Simple pipeline question

tbbnovice · ‎01-05-2009

If all the filters in my pipeline are serial, would I still see an improvement in performance vs. running them sequentially?

Specifically, if I had serial filters A->B->C->D, would B be running and generating the next item at the same time C is processing the last item generated by B?

Thanks a lot.

ARCH_R_Intel · ‎01-05-2009

In theory, you could see a performance improvement, since the filters will be operating in parallel. Whether you get this performance improvement in practice depends upon whether there is enough work per item to amortize scheduling overheads, and how balanced the work is across the stages.

Amdahl's law for a tbb::pipeline is that the throughput of the pipeline is limited by the throughput of the slowest serial stage.

jimdempseyatthecove · ‎01-05-2009

Quoting - tbbnovice

If all the filters in my pipeline are serial, would I still see an improvement in performance vs. running them sequentially?

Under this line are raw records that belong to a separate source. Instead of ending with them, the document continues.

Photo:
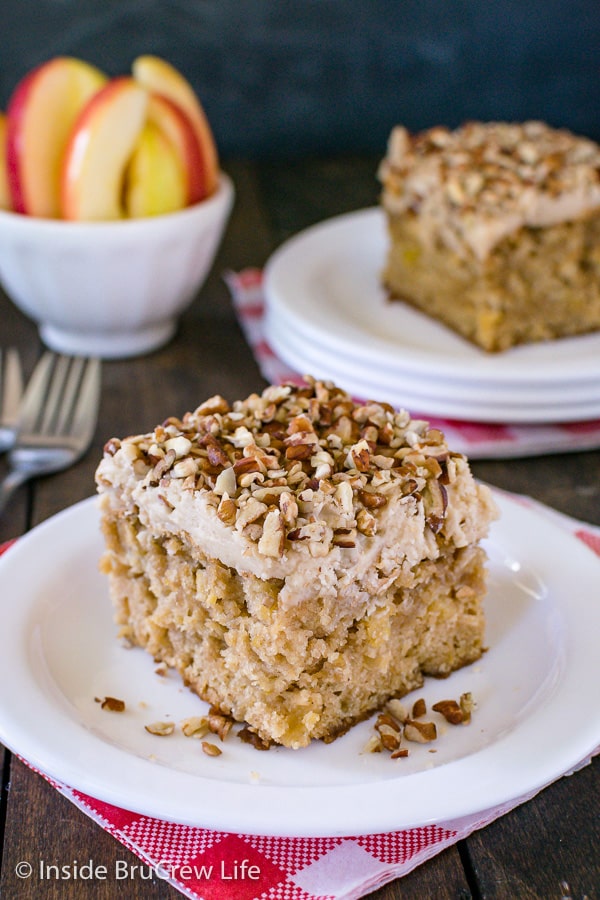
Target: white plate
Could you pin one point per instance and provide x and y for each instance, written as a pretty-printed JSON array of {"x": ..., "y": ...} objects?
[
  {"x": 445, "y": 398},
  {"x": 291, "y": 337},
  {"x": 326, "y": 284},
  {"x": 536, "y": 689}
]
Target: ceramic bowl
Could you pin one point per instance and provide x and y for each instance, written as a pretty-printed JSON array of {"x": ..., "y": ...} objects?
[{"x": 111, "y": 289}]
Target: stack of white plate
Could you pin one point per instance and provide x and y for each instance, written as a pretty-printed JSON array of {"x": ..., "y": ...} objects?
[{"x": 327, "y": 315}]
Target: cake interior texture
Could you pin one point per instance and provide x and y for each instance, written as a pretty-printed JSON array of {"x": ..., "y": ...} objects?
[
  {"x": 298, "y": 558},
  {"x": 494, "y": 230}
]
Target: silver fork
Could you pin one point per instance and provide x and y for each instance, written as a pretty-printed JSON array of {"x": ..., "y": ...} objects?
[
  {"x": 57, "y": 419},
  {"x": 11, "y": 392}
]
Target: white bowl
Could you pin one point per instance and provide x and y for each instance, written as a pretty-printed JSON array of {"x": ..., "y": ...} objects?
[{"x": 111, "y": 289}]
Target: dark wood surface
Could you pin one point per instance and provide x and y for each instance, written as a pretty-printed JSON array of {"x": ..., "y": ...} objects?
[{"x": 547, "y": 848}]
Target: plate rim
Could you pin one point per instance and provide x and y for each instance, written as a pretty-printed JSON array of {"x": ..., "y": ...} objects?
[
  {"x": 491, "y": 411},
  {"x": 521, "y": 366},
  {"x": 536, "y": 777}
]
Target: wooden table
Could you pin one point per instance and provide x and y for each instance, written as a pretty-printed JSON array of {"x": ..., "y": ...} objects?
[{"x": 547, "y": 848}]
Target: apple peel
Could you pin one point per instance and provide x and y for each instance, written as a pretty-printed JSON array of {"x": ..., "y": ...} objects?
[
  {"x": 160, "y": 77},
  {"x": 40, "y": 115},
  {"x": 101, "y": 144}
]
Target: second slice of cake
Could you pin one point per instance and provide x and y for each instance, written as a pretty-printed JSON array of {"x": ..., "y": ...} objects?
[
  {"x": 494, "y": 230},
  {"x": 298, "y": 557}
]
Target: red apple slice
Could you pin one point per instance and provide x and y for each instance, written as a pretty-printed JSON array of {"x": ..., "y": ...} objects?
[
  {"x": 40, "y": 114},
  {"x": 156, "y": 181},
  {"x": 101, "y": 144},
  {"x": 160, "y": 77},
  {"x": 5, "y": 201},
  {"x": 175, "y": 124}
]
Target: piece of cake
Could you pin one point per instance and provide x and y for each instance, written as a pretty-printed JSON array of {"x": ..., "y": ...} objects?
[
  {"x": 297, "y": 557},
  {"x": 494, "y": 230}
]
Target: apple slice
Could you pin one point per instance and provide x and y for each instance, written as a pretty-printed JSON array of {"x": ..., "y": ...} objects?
[
  {"x": 160, "y": 77},
  {"x": 176, "y": 126},
  {"x": 101, "y": 143},
  {"x": 5, "y": 201},
  {"x": 40, "y": 114},
  {"x": 156, "y": 181}
]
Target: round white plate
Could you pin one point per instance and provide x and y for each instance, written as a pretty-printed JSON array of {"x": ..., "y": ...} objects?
[
  {"x": 291, "y": 336},
  {"x": 446, "y": 398},
  {"x": 326, "y": 281},
  {"x": 537, "y": 680}
]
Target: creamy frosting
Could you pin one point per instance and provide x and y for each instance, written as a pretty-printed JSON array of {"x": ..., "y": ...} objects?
[{"x": 474, "y": 186}]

Specifically, if I had serial filters A->B->C->D, would B be running and generating the next item at the same time C is processing the last item generated by B?

Thanks a lot.

>>I had serial filters A->B->C->D...

Also consider the implications of

A1->B1->C1->D1
A2->B2->C2->D2
A3->B3->C3->D3

Where the otherwise single thread only capable functions/tasks A, B, C, D can now work in parallel on seperate work items.

Jim Dempsey

robert-reed · ‎01-05-2009

Quoting - jimdempseyatthecove

Also consider the implications of

A1->B1->C1->D1
A2->B2->C2->D2
A3->B3->C3->D3

You'll find a diagram similar to this in my blog post (three parts) using TBB pipeline to overlap streaming file I/O and processing. One misleading aspect of Jim's diagram above is that it accidentally meets Arch's expression of the Amdahl limit for pipelines: if all the stages are the same "length" the pipeline reaches maximal concurrency. If each stage is truly serial, i.e., cannot support concurrent processing, throwing in a little variance in length might show another picture:

A1->B00000001->C0001->D01
A2-> B00000002->C0002->D02
A3-> B00000003->C0003->D03
A4-> B00000004->C0004->D04

If only a single copy of B can execute at a time in this distended variant of Jim's example, you can see a growing separation between when A finishes and B begins, but note that the Ds finish at a regular interval, though not nearly as quickly as the As.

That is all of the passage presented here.